Afghan schadenfreude as Pakistan reels in wake of deadly NATO strike
A mistaken NATO airstrike killed at least 24 Pakistani soldiers Saturday, causing an uproar in Pakistan. But many Afghans living near the border have little sympathy for their neighbors.
A day after NATO warplanes apparently struck a border checkpoint, accidentally killing at least 24 Pakistani soldiers, US-Pakistani relations stand on the brink of failure. Pakistan cut NATO supply trucks coming into Afghanistan and ordered America to close a secret airbase inside Pakistan.
But for many Afghans, their neighbor’s misfortune is their gain.
In a call-in program on Radio Free Europe on Sunday morning, listeners were phoning in to chat about the upcoming Bonn Conference where world leaders will discuss the future of Afghanistan. Amid this conversation, which had nothing to do with the border incident, a caller phoned into to say that he’d like to get in touch with the NATO pilot who killed the Pakistani soldiers so he could give the pilot a car as a way of saying thanks.
In Afghanistan, where accidental deaths caused by NATO air strikes remain a highly contentious issue, one might expect to find support or at least sympathy for Pakistan.Yet Afghan relations with Pakistan have fallen to such lows that a number of Afghans now rejoice upon hearing news of Pakistani deaths.
“This is not enough. We want America and NATO to go to Pakistan and kill all those people who help the terrorists,” says Mohammadullah, a resident of Afghanistan’s Kunar province directly across the border from Pakistan. Like many Afghans he has only one name. “We want NATO to just say sorry, like they always tell us without investigating anything,” adds Mr. Mohammadullah, with a trace of irony.
NATO apologies in the wake of civilian causalities are often seen as disingenuous and not enough by many Afghans.

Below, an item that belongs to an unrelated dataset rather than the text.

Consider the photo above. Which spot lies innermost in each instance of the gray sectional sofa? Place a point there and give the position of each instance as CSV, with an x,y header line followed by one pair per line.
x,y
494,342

In recent years, Afghan animosity towards Pakistan has grown considerably.
Among many Afghans, Pakistan is seen as supporting the insurgency here. President Hamid Karzai has regularly told American officials that if they serious about combating terrorism they must focus on Pakistan.
“There are many reasons why the relations with Pakistan are so bad, but the main reason is their encouragement of the insurgents against Afghanistan and not taking the needed actions against terrorism. Pakistan says that it is our friend, but they are always ready to stab us in the back,” says Ahmad Saedi, former Afghan diplomat to Pakistan and an independent political analyst in Kabul.
This summer, tensions between the two nations rose to unusual heights as Pakistan fired hundreds of rockets and artillery rounds at targets on the Afghan side of the border. Hundreds of residents living in the border region fled their homes after several artillery shells inadvertently killed civilians.
Consequently, much of the frustration with Pakistan is focused in eastern Afghanistan where anger over the Pakistani artillery attacks has yet to subside.
Mistrust and schadenfreude
“Let them taste this loss. Pakistan didn’t work together with Afghanistan in an honest way. They’ve been two-faced,” says Yousef Khan, a fruit vendor in Jalalabad, the largest city in eastern Afghanistan. “We have similar culture and language, but the Pakistani government still tries to make problems for us.”
Still, for many Afghans, the incident at the border checkpoint is not so black and white.
Just last week, seven Afghan civilians were killed in a NATO airstrike, making this an issue that resonates with many people here.
“If we have a problem with Pakistan, we should make every effort to solve it in other ways, not by fighting. What has fighting given us? Just destruction and death. I hope this latest incident gets resolved and things return to normal,” says Ayub Fazali, a musician in Kabul.